Microsoft Studios director of production Jorg Neumann also confirmed that the game will run in 4K on Project Scorpio, but he stopped short of stating whether this would be a native 4K resolution or the upscaling we’ve seen on several PlayStation 4 Pro-enhanced games. It may have been implied to be the former, however: back in September, Microsoft stated that “any games” launching after Scorpio releases will render natively in 4K.
Crackdown 3 has largely been missing in action in 2016, skipping out on E3 2016 as creative director Dave Jones revealed that the game would be slipping into a 2017 release window.

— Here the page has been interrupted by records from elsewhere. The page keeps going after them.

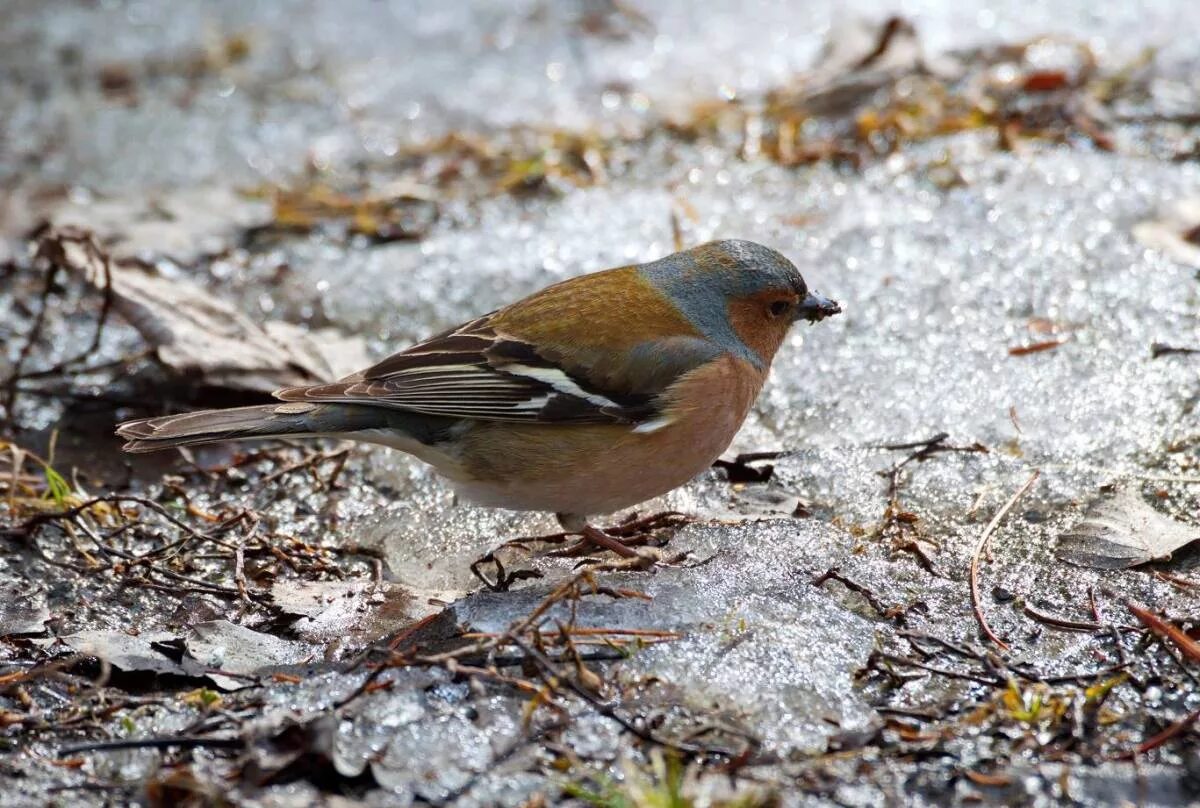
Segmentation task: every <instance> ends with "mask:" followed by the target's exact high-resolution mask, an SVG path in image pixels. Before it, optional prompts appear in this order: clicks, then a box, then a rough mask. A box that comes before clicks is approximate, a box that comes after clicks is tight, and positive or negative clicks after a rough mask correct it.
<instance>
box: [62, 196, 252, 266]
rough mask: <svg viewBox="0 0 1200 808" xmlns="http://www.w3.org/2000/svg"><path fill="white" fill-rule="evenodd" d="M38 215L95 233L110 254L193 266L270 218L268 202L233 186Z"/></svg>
mask: <svg viewBox="0 0 1200 808" xmlns="http://www.w3.org/2000/svg"><path fill="white" fill-rule="evenodd" d="M42 216H43V217H44V219H46V220H47V221H49V222H50V225H52V226H54V227H56V228H64V227H77V228H80V229H85V231H90V232H91V233H95V234H96V237H97V239H98V240H100V243H102V244H103V245H104V249H106V250H107V251H108V255H109V256H112V257H113V258H139V259H143V261H152V259H154V258H161V257H167V258H170V259H173V261H175V262H178V263H181V264H191V263H193V262H194V261H196V259H198V258H200V257H203V256H210V255H216V253H220V252H223V251H224V250H227V249H229V246H232V245H233V244H235V243H236V240H238V239H240V238H241V234H242V233H245V232H246V231H248V229H252V228H256V227H262V226H264V225H266V223H269V222H270V221H271V205H270V204H268V203H266V202H264V200H262V199H251V198H250V197H247V196H245V194H242V193H239V192H238V191H234V190H232V188H222V187H193V188H182V190H178V191H170V192H162V193H151V194H142V196H137V197H130V198H121V197H113V198H95V199H86V200H71V199H68V200H66V202H62V203H59V204H56V205H54V207H52V208H49V209H48V210H46V211H44V213H43V214H42Z"/></svg>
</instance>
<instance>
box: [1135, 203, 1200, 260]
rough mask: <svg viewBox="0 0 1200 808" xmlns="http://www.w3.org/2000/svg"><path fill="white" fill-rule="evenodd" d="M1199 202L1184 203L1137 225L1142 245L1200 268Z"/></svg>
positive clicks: (1171, 207) (1179, 203) (1199, 203)
mask: <svg viewBox="0 0 1200 808" xmlns="http://www.w3.org/2000/svg"><path fill="white" fill-rule="evenodd" d="M1198 228H1200V198H1196V199H1181V200H1180V202H1177V203H1175V204H1174V205H1172V207H1171V208H1170V209H1168V210H1166V211H1164V213H1162V214H1159V216H1158V217H1156V219H1152V220H1147V221H1144V222H1139V223H1138V225H1134V228H1133V234H1134V238H1136V239H1138V240H1139V241H1140V243H1141V244H1144V245H1145V246H1147V247H1151V249H1153V250H1158V251H1160V252H1163V253H1164V255H1165V256H1166V257H1168V258H1171V259H1172V261H1177V262H1180V263H1181V264H1188V265H1190V267H1200V238H1196V235H1195V234H1196V233H1198Z"/></svg>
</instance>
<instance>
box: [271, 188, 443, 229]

The original Crackdown launched back in 2007 to a positive critical reception, though enthusiasm for the title was likely boosted by the game’s inclusion of the Halo 3 multiplayer beta. A sequel followed in 2010, but it was criticized for its blandness and lack of innovation over the original. Jones, whose studio Realtime Worlds developed the original but was not involved with Crackdown 2, expressed frustration that an outside developer was given the reigns. Soon after, the Realtime-developed APB: All Points Bulletin launched to negative reviews.
Hopefully, Crackdown 3 will successfully translate the brand onto a new generation of machines. Heavy cloud computing support allows for the game’s multiplayer maps to be completely, and intricately, destroyed. To preserve the challenge and focus of the game’s story component, this destruction will be largely absent from the single-player mode.
When Crackdown 3 launches next year, it will be a part of the Xbox Play Anywhere program, giving digital purchasers a copy for both Xbox One and Windows 10.